This was a lecture from the ASA national meeting.
Deciding how to approach an airway should be a straightforward question. The ASA Difficult Airway Algorithm (DAA) lays out a step-by-step approach for awake intubation, Box A, or airway control after induction of anesthesia, Box B. But how does the physician anesthesiologist decide where to begin?
“The Difficult Airway Algorithm is the benchmark for how airways are handled around the world,” said William Rosenblatt, M.D., Professor of Anesthesia at Yale University Medical School, New Haven, Connecticut. “But I have some difficulty with the algorithm. An algorithm should have one entry point, one root node – and the DAA has two root nodes, Box A and Box B. Your first airway management choice is awake intubation versus intubation after induction of anesthesia. How do you make that initial choice?”
Dr. Rosenblatt has created his own decision tree to help trainees and clinicians decide which approach to take for airway management. He explored the approach during the inaugural Society of Airway Management Ovassapian Lecture, “The Airway Approach Algorithm: What Would Andy Say?” on Sunday afternoon.
The lecture is named for Andranik Ovassapian, M.D., anesthesiologist, professor, inventor, teacher and founding member of the Society of Airway Management.
“The goal in anesthesia is always to avoid the emergency pathway that is part of the DAA,” Dr. Rosenblatt said. “We can do that by making the right initial choice between entering the algorithm through Box A or Box B. We need an algorithm to guide us in that choice.”
Dr. Rosenblatt created a list of five questions to direct physician anesthesiologists to the appropriate entry node on the DAA.
Must the Airway be controlled? If the answer is “no,” consider regional or infiltrative anesthesia. If the answer is “yes,” continue to the remaining questions.
Could your laryngoscopy be at all difficult? “This is an assessment of the potential risks of this airway in this patient for this procedure,” Dr. Rosenblatt said. If the answer is “yes,” proceed to Box A. If the answer is “no,” continue to the next question.
One sure way to assess airway risks is to conduct a preoperative endoscopic airway evaluation. Traditional assessments, such as the Mallampatti test, atlanto occipital joint extension and mandibular space, lack sufficient sensitivity, specificity and positive predictive value, he said.
Could your supraglottic ventilation be used if needed? If the answer is “yes,” proceed to the next question.

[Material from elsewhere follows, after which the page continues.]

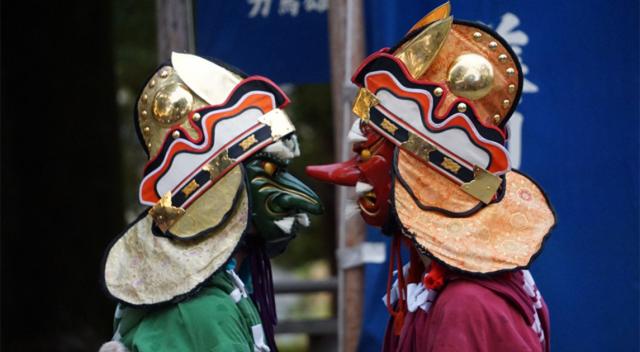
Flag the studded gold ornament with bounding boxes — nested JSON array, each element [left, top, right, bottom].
[[137, 65, 208, 157], [152, 84, 194, 125], [446, 54, 495, 100]]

If the answer is “no,” proceed to Box A.
There are more than two dozen supraglottic ventilation devices on the market, Dr. Rosenblatt noted, all of them highly dependent on operator skill. Patient factors such as facial hair, male gender, higher BMI and snoring also affect the likely outcome of ventilation.
Is the stomach empty, i.e., is there an aspiration risk? If the answer is “yes,” proceed to the next question. If the answer is “no,” proceed to Box A.
Will the patient tolerate an apneic period? If the answer is “yes,” proceed to Box A. If the answer is “no,” proceed to Box B.
“This asks the same questions that the ASA asked in creating its algorithm,” Dr. Rosenblatt said. “But it asks them in an algorithmic fashion that gives you a pathway to follow.”